A globe has 17 parallels and 24 meridians. How many parts is the globe’s surface divided into? The meridian is an arc connecting the North Pole with the South Pole. A parallel is a circle parallel to the equator (the equator is also a parallel).
In the line of numbers and signs \({}* 1 * 2 * 4 * 8 * 16 * 32 * 64 = 27\) position the signs “\(+\)” or “\(-\)” instead of the signs “\(*\)”, so that the equality becomes true.
The code of lock is a two-digit number. Ben forgot the code, but he remembers that the sum of the digits of this number, combined with their product, is equal to the number itself. Write all possible code options so that Ben could open the lock quickly.
Solve the rebus: \(AX \times UX = 2001\).
Solve the puzzle: \(BAO \times BA \times B = 2002\).

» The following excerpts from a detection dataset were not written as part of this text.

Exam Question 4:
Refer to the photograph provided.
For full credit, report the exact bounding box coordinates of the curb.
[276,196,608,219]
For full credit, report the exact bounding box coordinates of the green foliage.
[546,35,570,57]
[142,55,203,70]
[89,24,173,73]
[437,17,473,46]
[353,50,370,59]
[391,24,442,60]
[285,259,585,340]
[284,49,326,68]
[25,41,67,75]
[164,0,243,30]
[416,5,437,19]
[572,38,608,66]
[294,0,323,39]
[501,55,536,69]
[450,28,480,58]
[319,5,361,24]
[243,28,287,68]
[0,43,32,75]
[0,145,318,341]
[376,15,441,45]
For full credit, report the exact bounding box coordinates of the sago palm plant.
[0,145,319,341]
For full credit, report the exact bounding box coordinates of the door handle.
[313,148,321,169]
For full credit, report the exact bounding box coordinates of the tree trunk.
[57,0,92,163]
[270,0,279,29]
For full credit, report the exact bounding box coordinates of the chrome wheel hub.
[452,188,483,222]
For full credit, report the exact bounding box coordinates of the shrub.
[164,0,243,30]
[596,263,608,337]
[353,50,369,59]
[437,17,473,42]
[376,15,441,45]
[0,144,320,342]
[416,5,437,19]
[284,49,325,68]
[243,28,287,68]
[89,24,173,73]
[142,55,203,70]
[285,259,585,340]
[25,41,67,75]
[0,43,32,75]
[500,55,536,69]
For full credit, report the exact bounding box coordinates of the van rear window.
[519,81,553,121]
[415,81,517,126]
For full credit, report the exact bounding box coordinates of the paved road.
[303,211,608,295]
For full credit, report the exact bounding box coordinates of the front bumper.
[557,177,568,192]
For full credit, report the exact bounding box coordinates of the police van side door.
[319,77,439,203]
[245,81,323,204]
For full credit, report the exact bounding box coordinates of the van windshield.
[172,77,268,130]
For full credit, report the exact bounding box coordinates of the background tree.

Ben and Joe play chess. In addition to a chessboard, they have one rook, which they put in the lower right corner, and they move it in turns. It can only be moved upwards or to the left (for any number of cells). The player who can not make a move, loses. Joe goes first. Who will win with the correct method?
Prove that if 21 people collected 200 nuts between them, there are two people in the group who collected the same number of nuts.
There are \(n\) integers. Prove that among them either there are several numbers whose sum is divisible by \(n\) or there is one number divisible by \(n\) itself.
In Mongolia there are in circulation coins of 3 and 5 tugriks. An entrance ticket to the central park costs 4 tugriks. One day before the opening of the park, a line of 200 visitors queued up in front of the ticket booth. Each of them, as well as the cashier, has exactly 22 tugriks. Prove that all of the visitors will be able to buy a ticket in the order of the queue.